Imagine any phone number:
1234567 where there are 7 digits represented by different values
now here is the function described above:
((((123 * 80) + 1)*250)+4567+4567-250)/2 = 1234567
now we can see how this works by reverse algebra
multiply both sides by 2:
(((123 * 80) + 1)*250)+4567+4567-250 = 2*(1234567)
add the numbers on the ends:
(((123 * 80) + 1)*250) = (2*(1234567))-4567-4567+250
ok before we continue lets take a quick look at the right hand side, it shows that we multiply the full number by 2 and subtract the last 4 digits twice so what this does is makes the number 2*1230000, cool right?
So now look at the left side, lets distribute the 250:
(123*80)*250 + 250
now if you notice both 250 are on each side of the equation, this is ridiculous waste so we can remove both by subtraction, follow so far?
(123*80)*250 = 2*1230000 is the new simplified equation
80*250 is equal to 2000 so lets write the equation again:
123*2000 = 2*1230000
lets now divide each side by 2:
123*1000 = 1230000 cool right?
both sides were equal all along we just proved it now,
there are infinite ways you can make this happen, this just happens to be one of them. Also note if we switched the numbers 1234567 with anything the algebra checks because everything is independent of the variable(phone number), so as long as it is 7 digits long it checks.
Enjoy!
2007-06-29 06:03:48 · answer #2 · answered by Anonymous · 0⤊ 0⤋
Write it like a math equation.
let x = the first three digits of your phone number
let y = the last four digits
2. 80*x
3. 80*x + 1
4. (80*x+1)*250
5. (80*x+1)*250 + y
6. (80*x+1)*250 + 2y
7. (80*x+1)*250 + 2y - 250
8. [(80*x+1)*250 + 2y - 250] / 2
No use some algebra.
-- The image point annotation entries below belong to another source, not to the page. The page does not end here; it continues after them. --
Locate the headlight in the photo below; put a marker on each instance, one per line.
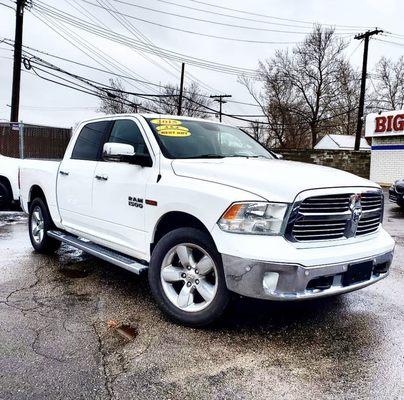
(257, 218)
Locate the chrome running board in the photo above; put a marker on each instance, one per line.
(101, 252)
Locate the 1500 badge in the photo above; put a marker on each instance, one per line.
(135, 202)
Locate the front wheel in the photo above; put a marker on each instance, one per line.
(39, 223)
(187, 279)
(5, 196)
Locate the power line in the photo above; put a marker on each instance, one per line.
(75, 41)
(227, 15)
(390, 42)
(271, 16)
(206, 21)
(122, 39)
(165, 12)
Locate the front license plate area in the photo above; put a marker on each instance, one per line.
(357, 273)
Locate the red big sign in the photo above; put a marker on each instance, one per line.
(389, 123)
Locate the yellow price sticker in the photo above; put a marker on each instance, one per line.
(165, 121)
(173, 131)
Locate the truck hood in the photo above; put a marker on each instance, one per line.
(273, 180)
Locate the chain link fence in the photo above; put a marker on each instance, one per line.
(22, 140)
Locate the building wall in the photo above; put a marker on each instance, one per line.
(387, 159)
(356, 162)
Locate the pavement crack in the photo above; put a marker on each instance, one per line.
(35, 347)
(22, 289)
(104, 364)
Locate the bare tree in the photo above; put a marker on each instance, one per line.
(389, 86)
(347, 102)
(301, 88)
(284, 126)
(115, 100)
(194, 102)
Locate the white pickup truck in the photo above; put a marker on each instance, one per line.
(9, 192)
(207, 211)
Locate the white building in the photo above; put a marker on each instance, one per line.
(340, 142)
(387, 157)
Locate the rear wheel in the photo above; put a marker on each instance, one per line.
(186, 277)
(5, 196)
(39, 223)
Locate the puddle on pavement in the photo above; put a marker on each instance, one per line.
(74, 273)
(127, 331)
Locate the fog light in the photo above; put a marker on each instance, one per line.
(270, 281)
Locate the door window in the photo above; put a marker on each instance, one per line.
(89, 142)
(127, 132)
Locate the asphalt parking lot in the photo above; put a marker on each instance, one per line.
(72, 327)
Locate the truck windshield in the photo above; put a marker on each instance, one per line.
(181, 138)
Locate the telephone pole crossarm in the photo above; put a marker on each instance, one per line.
(363, 36)
(15, 95)
(219, 98)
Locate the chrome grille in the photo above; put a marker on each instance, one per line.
(368, 224)
(371, 201)
(335, 216)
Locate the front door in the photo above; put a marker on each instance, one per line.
(76, 176)
(119, 190)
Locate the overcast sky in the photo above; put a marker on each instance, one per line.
(45, 103)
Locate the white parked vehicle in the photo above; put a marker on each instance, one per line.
(9, 191)
(207, 211)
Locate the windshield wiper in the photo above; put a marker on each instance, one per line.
(245, 156)
(205, 156)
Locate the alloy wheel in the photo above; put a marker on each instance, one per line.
(37, 225)
(189, 277)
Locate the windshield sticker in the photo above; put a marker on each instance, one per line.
(173, 131)
(165, 121)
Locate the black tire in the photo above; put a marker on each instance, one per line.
(42, 243)
(5, 196)
(217, 305)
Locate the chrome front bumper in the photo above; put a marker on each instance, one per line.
(280, 281)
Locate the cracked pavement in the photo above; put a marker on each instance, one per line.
(60, 338)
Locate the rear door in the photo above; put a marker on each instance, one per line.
(76, 177)
(119, 192)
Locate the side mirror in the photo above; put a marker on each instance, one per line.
(120, 152)
(117, 151)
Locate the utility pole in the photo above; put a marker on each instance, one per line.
(181, 89)
(219, 99)
(359, 125)
(15, 96)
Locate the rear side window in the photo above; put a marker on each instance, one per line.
(127, 132)
(89, 141)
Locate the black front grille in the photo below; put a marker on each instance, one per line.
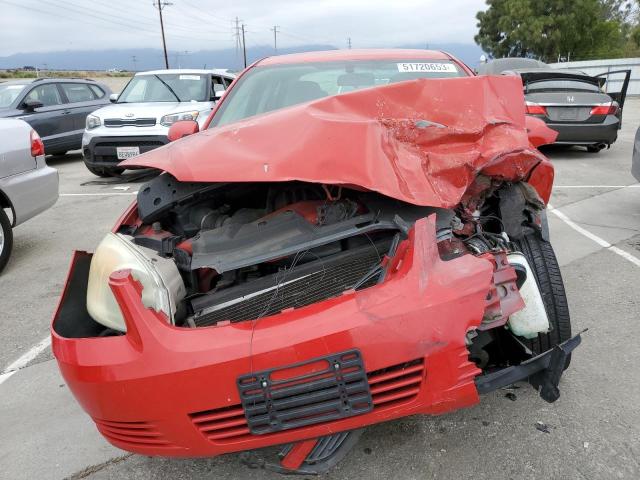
(319, 390)
(129, 122)
(304, 285)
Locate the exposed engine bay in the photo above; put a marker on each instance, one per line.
(243, 252)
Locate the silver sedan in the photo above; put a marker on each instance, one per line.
(27, 185)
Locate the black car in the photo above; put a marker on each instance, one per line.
(56, 108)
(576, 105)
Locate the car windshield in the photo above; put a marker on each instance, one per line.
(166, 87)
(8, 94)
(561, 85)
(265, 89)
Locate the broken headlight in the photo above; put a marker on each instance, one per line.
(162, 286)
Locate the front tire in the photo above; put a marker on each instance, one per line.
(542, 260)
(6, 239)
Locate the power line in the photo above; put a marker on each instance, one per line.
(160, 5)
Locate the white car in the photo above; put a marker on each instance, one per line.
(140, 117)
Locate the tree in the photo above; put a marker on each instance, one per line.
(546, 29)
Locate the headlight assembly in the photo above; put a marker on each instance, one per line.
(92, 122)
(162, 285)
(172, 118)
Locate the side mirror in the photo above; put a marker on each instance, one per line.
(183, 128)
(31, 105)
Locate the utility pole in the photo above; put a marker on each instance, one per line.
(238, 39)
(244, 48)
(275, 37)
(160, 4)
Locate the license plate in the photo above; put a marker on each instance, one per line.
(569, 114)
(127, 152)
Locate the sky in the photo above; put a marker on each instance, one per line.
(192, 25)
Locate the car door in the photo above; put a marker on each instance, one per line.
(81, 100)
(52, 119)
(616, 85)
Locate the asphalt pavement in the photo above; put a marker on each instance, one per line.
(591, 432)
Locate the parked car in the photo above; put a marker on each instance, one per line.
(571, 102)
(27, 185)
(352, 239)
(635, 161)
(141, 115)
(56, 108)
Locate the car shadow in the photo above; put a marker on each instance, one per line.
(567, 151)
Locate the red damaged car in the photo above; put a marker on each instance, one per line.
(357, 236)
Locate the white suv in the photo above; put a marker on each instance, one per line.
(140, 117)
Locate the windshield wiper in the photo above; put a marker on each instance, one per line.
(168, 87)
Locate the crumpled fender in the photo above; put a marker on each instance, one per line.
(421, 141)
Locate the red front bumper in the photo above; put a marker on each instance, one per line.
(164, 390)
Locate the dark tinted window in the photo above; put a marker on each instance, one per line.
(47, 94)
(265, 89)
(97, 91)
(78, 92)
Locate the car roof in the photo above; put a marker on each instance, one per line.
(27, 81)
(21, 81)
(217, 71)
(499, 65)
(360, 54)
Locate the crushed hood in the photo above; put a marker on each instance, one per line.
(421, 141)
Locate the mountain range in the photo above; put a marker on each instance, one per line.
(140, 59)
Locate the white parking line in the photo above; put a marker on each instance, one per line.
(109, 194)
(600, 241)
(5, 376)
(25, 358)
(637, 185)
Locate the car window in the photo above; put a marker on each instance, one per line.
(217, 83)
(264, 89)
(169, 87)
(97, 91)
(8, 94)
(47, 94)
(78, 92)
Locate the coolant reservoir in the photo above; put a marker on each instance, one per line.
(532, 319)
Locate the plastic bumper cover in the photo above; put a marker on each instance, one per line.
(31, 192)
(543, 371)
(102, 151)
(164, 390)
(587, 133)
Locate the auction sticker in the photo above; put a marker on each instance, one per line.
(427, 67)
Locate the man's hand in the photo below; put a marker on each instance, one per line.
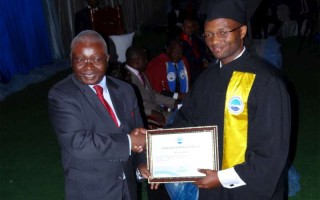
(158, 116)
(146, 174)
(210, 181)
(138, 140)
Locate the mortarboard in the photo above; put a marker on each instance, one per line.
(238, 10)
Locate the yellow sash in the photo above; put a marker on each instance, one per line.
(236, 119)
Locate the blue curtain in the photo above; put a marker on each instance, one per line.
(24, 41)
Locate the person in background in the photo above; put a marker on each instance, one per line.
(175, 18)
(169, 72)
(249, 102)
(136, 64)
(194, 49)
(96, 119)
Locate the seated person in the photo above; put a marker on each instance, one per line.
(136, 62)
(194, 49)
(168, 72)
(83, 19)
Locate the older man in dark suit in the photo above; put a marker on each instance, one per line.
(96, 120)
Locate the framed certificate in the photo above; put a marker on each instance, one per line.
(175, 155)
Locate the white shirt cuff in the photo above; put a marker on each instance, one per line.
(175, 95)
(230, 179)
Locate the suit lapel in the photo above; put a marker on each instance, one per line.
(115, 96)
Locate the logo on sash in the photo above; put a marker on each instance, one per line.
(182, 74)
(171, 76)
(179, 140)
(235, 105)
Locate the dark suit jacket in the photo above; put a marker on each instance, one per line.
(95, 153)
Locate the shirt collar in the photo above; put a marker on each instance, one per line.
(240, 54)
(133, 70)
(103, 84)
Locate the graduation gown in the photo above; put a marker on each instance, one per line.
(268, 132)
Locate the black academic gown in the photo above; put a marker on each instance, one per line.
(268, 126)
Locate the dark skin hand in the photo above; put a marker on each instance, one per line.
(146, 174)
(138, 140)
(210, 181)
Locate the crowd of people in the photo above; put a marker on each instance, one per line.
(204, 77)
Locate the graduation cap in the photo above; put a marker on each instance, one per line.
(238, 10)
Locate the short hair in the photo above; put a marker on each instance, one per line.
(89, 35)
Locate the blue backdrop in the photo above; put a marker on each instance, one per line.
(24, 40)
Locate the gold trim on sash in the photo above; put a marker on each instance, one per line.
(236, 119)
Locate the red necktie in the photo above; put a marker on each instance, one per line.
(142, 78)
(99, 91)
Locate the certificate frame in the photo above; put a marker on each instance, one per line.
(175, 154)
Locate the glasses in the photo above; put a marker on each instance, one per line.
(83, 61)
(220, 34)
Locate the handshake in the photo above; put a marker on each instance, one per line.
(138, 140)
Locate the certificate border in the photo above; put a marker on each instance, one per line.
(150, 133)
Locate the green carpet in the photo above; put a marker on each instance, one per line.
(30, 167)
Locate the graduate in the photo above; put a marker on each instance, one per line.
(248, 101)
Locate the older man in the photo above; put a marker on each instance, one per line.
(96, 120)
Multiple the 250 through the (80*x +1) term
[20000x + 250 + 2y - 250] / 2
See the +250 & -250 can be combined to equal zero
[20000x + 2y] / 2
Divide both terms by two
10,000x + y
Remember, y is the last four digits of your number & x is the first three.
Multiply the first three digits by 10,000 doesn't change the actual digits, it just moves them.
Say your number is 321-4567
321 * 10,000 = 3210000 or 321-0000
So add the last four digits
3210000 + 4567 = 3214567
OR
321-4567
Simple
2007-06-29 05:56:43 · answer #3 · answered by thoughtdream 2 · 0⤊ 0⤋
Assume your phone number is abc - efgh where a, b, c... are all digitss from 0 - 9
Ok -here is the equation you get from those steps
[250*(80*abc +1) + 2* efgh - 250]/2 some math here-
[250*80*abc + 2* efgh]/2 = 10,000abc +efgh
Now your calculator reads this as a,bc0,000 and efgh so you see on the display abcefgh
You could just as easily say multiply the first three digits by 10,000 and add the last four to get you phone number.
2007-06-29 05:57:31 · answer #4 · answered by nyphdinmd 7 · 0⤊ 0⤋
Let x be the first three digits and y the last four. Then, step by step we have
1. x
2. 80x
3. 80x + 1
4. 250(80x + 1)
5. 250(80x + 1) + y
6. 250(80x + 1) + 2y
7. 250(80x + 1) + 2y - 250 = 250*80x + 250 + 2y - 250 = 20000x + 2y
8. (20000x + 2y)/2 = 10000x + y
Now for any three digit number (like x) if I multiply that number by 10000 I will get that number with four zeroes at the end. When I add y to it, I get back the telephone number.
Example: telphone number = 982-3357. Then x = 982, y = 3357
10000*x = 9820000
10000*x + y = 9820000 + 3357 = 9823357, the telephone number!
Math Rules!
2007-06-29 06:01:14 · answer #5 · answered by Math Chick 4 · 0⤊ 0⤋
It's very simple.
Inverse functions are used, like adding "x" and then subtracting "x", or multiplying by "x" and then dividing by "x"; but in a more sophisticated way, for instants:
Multiplying the first 3 digits by 80 and then by 250 is like multiplying by 20,000 which is going to make room for placing the last four digits (twice just before dividing by 2), then you only need to divide by two in order to go back to the original number.
Let's say the number is 123-4567, then what really happens is "123" times 20,000 equals 2,460,000; plus 4567 times 2 equals 2,469,134; then if you divided by two is 1234567.
Adding "1" just before multiplying by 250 is nullified when you substract 250 (just to make it look more complicated).
2007-06-29 06:11:17 · answer #6 · answered by Don Danielo 2 · 1⤊ 0⤋
Let x = the first 3 digits of your phone number.
Let y = the last 4 digits of your phone number.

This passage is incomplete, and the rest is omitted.